Week 4: Discriminative vs. Generative Models

DSAN 5300: Statistical Learning
Spring 2026, Georgetown University

Jeff Jacobs

jj1088@georgetown.edu

Monday, February 2, 2026

Schedule

Today’s Planned Schedule:

	Start	End	Topic
Lecture	6:30pm	6:45pm	Logistic Regression Recap →
	6:45pm	7:10pm	From Discriminative to Generative Models →
	7:10pm	8:00pm	LDA, QDA, and Naive Bayes →
Break!	8:00pm	8:10pm
	8:10pm	8:30pm	Quiz Review →
	8:30pm	9:00pm	Quiz!

From Discriminative to Generative Models

Recap: Logistic Regression

What happens to the probability \(\Pr(Y = 1 \mid X)\) when \(X\) increases by 1 unit?
“Linear Probability Model” \(\Pr(Y = 1 \mid X) = \beta_0 + \beta_1X\) fails, but, “fixing” it leads to

\[ \begin{align*} &\log\left[ \frac{\Pr(Y = 1 \mid X)}{1 - \Pr(Y = 1 \mid X)} \right] = \beta_0 + \beta_1 X \\ \iff &\Pr(Y = 1 \mid X) = \frac{\exp[\beta_0 + \beta_1X]}{1 + \exp[\beta_0 + \beta_1X]} = \frac{1}{1 + \exp\left[ -(\beta_0 + \beta_1X) \right] } \end{align*} \]

A 1-unit increase in \(X\) is associated with a \(\beta_1\) increase in the log-odds \(\log\mkern-3mu\left[ \frac{\Pr(Y=1)}{\Pr(Y=0)}\right]\)
\(\Rightarrow\) effect of 1-unit increase in \(X\) on \(\Pr(Y = 1)\) depends on \(x\) (low, high, low)
Then if we want to classify \(x \in \{0, 1\}\), we apply a threshold \(t \in [0,1]\):

\[ \widehat{y} = \begin{cases} 1 &\text{if }\Pr(Y = 1 \mid X = x) = \frac{e^{\beta_0 + \beta_1 x}}{1 + e^{\beta_0 + \beta_1 x}} > t \\ 0 &\text{otherwise} \end{cases} \]

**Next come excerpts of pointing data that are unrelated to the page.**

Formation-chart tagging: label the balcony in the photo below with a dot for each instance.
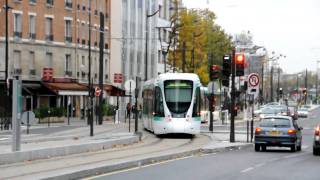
(32, 35)
(68, 73)
(68, 5)
(49, 37)
(17, 34)
(17, 71)
(68, 39)
(32, 72)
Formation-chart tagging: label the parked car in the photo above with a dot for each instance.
(303, 112)
(281, 131)
(266, 112)
(293, 112)
(316, 141)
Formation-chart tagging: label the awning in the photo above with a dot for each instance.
(68, 88)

What Does Logistic Regression Model?

Logistic Regression = Discriminative Model

We choose \(\beta_0\) and \(\beta_1\) that best discriminates between classes \(Y = 0\) and \(Y = 1\)
In other words: We’re modeling the odds ratio \(\frac{\Pr(Y = 1 \mid x)}{\Pr(Y = 0 \mid x)}\) for given “vertical slices” \(x\)…

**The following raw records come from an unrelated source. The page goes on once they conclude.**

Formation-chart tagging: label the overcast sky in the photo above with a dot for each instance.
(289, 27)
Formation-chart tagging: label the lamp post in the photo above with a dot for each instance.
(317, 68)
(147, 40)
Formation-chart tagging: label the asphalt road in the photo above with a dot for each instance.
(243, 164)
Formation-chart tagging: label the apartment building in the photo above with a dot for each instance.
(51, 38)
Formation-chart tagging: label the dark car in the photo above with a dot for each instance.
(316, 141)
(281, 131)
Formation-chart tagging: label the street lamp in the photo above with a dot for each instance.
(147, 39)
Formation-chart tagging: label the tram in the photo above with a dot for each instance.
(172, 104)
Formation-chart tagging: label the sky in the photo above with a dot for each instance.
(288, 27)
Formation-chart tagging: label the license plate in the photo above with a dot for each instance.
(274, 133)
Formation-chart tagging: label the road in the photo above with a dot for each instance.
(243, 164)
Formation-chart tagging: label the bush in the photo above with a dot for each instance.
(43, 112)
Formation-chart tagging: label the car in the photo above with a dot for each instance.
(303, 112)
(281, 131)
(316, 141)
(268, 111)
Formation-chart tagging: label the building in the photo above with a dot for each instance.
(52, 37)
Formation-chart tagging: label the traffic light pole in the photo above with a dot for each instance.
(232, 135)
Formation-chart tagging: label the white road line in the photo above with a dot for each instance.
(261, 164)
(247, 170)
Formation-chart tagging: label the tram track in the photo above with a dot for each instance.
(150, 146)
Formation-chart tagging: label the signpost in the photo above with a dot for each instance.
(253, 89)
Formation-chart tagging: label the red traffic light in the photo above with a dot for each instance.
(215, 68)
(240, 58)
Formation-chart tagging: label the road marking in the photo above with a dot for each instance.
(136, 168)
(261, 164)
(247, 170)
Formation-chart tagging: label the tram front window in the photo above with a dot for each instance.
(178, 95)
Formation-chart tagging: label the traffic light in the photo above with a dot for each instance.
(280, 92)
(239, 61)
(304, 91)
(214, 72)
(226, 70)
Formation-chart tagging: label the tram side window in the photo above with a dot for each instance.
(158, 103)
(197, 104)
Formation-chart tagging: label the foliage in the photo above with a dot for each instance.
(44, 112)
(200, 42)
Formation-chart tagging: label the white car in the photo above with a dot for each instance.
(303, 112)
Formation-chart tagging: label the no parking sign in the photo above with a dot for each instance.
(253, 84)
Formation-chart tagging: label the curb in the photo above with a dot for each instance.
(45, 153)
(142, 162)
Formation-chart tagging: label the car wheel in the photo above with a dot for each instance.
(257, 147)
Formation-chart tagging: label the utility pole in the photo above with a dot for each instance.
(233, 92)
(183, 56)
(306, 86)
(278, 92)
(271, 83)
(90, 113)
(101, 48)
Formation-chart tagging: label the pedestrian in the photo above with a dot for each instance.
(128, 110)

…What if we instead modeled, for each \(Y\) value \(k\), what the distribution of the data \([X \mid Y = k]\) looks like?
Sometimes we can do better¹ by learning \(\Pr(X \mid Y = k)\) for each \(k\), then using Bayes rule to “flip” to \(\Pr(Y = k \mid X)\) for prediction!

LDA, QDA, Naive Bayes = Generative Models

Where Did The Decision Boundary Come From?

May seem “obvious” for simple case (2 classes, 1 feature), but we need a method for deriving this boundary, for any number of classes/features!
Boundary point \(\frac{\mu_0 + \mu_1}{2}\) emerges out of LDA approach:
Compute discriminant functions \(\delta_k(x)\) (defined in a few slides, but proportional to probability that \(x\) in class \(k\))
If \(\delta_i(x) > \delta_j(x)\), \(x\) more likely to be generated by class \(i\) than class \(j\)
If \(\delta_i(x) < \delta_j(x)\), \(x\) more likely to be generated by class \(j\) than class \(i\)
If \(\delta_i(x) = \delta_j(x)\), \(x\) equally likely to be generated by class \(i\) and class \(j\)
Class \(i\)-\(j\) boundary = set of \(x\) values satisfying \(\delta_i(x) = \delta_j(x)\)
On last slide: \(\delta_0(x) = \delta_1(x)\) when \(x = \frac{\mu_0 + \mu_1}{2}\)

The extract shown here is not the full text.